Emsal Mahkeme Kararı İstanbul Bölge Adliye Mahkemesi 13. Hukuk Dairesi 2022/1878 E. 2022/1546 K. 27.10.2022 T.

Görüntülediğiniz mahkeme kararı henüz kesinleşmemiştir. Yararlı olması amacıyla eklenmiştir.

T.C.
İSTANBUL
BÖLGE ADLİYE MAHKEMESİ
13. HUKUK DAİRESİ
DOSYA NO: 2022/1878
KARAR NO: 2022/1546
T Ü R K M İ L L E T İ A D I N A
B Ö L G E A D L İ Y E M A H K E M E S İ K A R A R I
İNCELENEN KARARI VEREN
MAHKEME: İSTANBUL ANADOLU 9. ASLİYE TİCARET MAHKEMESİ
TARİHİ: 28/06/2022 ( İhtiyati Tedbir Talebi Hk.
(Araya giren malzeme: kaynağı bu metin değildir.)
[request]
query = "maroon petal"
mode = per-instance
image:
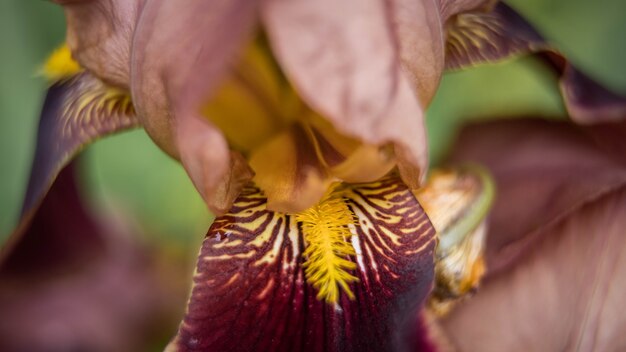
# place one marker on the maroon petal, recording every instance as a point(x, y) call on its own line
point(251, 292)
point(479, 37)
point(369, 67)
point(543, 172)
point(74, 284)
point(76, 112)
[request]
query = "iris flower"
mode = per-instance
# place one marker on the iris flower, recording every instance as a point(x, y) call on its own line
point(556, 266)
point(301, 125)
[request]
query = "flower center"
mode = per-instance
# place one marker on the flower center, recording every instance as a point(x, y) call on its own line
point(328, 249)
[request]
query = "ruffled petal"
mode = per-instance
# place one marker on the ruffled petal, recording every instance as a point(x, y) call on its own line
point(565, 294)
point(78, 110)
point(289, 171)
point(480, 37)
point(175, 70)
point(74, 283)
point(555, 166)
point(369, 67)
point(252, 291)
point(100, 34)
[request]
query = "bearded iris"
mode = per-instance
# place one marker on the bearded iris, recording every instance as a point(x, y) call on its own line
point(318, 119)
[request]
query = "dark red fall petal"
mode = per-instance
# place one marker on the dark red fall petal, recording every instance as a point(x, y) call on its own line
point(251, 292)
point(479, 37)
point(72, 283)
point(76, 112)
point(60, 235)
point(543, 172)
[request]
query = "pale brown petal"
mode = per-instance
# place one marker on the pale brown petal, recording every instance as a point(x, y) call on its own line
point(480, 37)
point(556, 245)
point(543, 171)
point(361, 64)
point(566, 295)
point(289, 171)
point(100, 33)
point(180, 53)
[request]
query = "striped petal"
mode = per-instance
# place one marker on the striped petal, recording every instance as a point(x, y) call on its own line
point(479, 37)
point(260, 283)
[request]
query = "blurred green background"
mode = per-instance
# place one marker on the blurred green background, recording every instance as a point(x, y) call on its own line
point(128, 172)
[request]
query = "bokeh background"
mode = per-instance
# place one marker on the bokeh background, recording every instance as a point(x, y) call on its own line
point(129, 173)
Ara Karar )
DOSYA NUMARASI: 2022/457 Esas ( Derdest Dava Dosyası )
DAVA: Menfi Tespit (Kambiyo Senetlerinden Kaynaklanan)
KARAR TARİHİ: 27/10/2022
İlk Derece Mahkemesinde yapılan inceleme sonucunda verilen karara karşı istinaf kanun yoluna başvurulmuş olmakla dava dosyası incelendi:
TARAFLARIN İDDİA VE SAVUNMASININ ÖZETİ: Davacı vekili dava dilekçesi ile; müvekkilinin üstlendiği proje taahhütlerini yerine getirmek için çeşitli tedarikçilerle çalıştığını, davalının da bunlardan biri olduğunu, davalı tarafından müvekkilinin talep ettiği ürünlerin temini ve hazırlanması adına finansman ihtiyacı için kullanmak amacı ile … Bankası’na ait 275.000 TL bedelli, 30.06.2022 keşide tarihli, … seri numaralı çekin müvekkili tarafından düzenlenerek davalıya verildiğini, davalının çek konusu ticari ürünleri devir ve teslime yanaşmadığı gibi taahhüt ettiği ürünlerin satışından da kaçındığını, çeki müvekkiline iade etmediğini, çekin bedelsiz olduğunu, bankaya ibrazı ve ödenmesi halinde müvekkilinin telafisi imkansız zarara uğrayacağını beyanla çekle ilgili üçüncü kişileri de kapsar şekilde İİK’nın 72. maddesi uyarınca tedbiren ödemeden men yasağı kararı verilmesini talep etmiştir.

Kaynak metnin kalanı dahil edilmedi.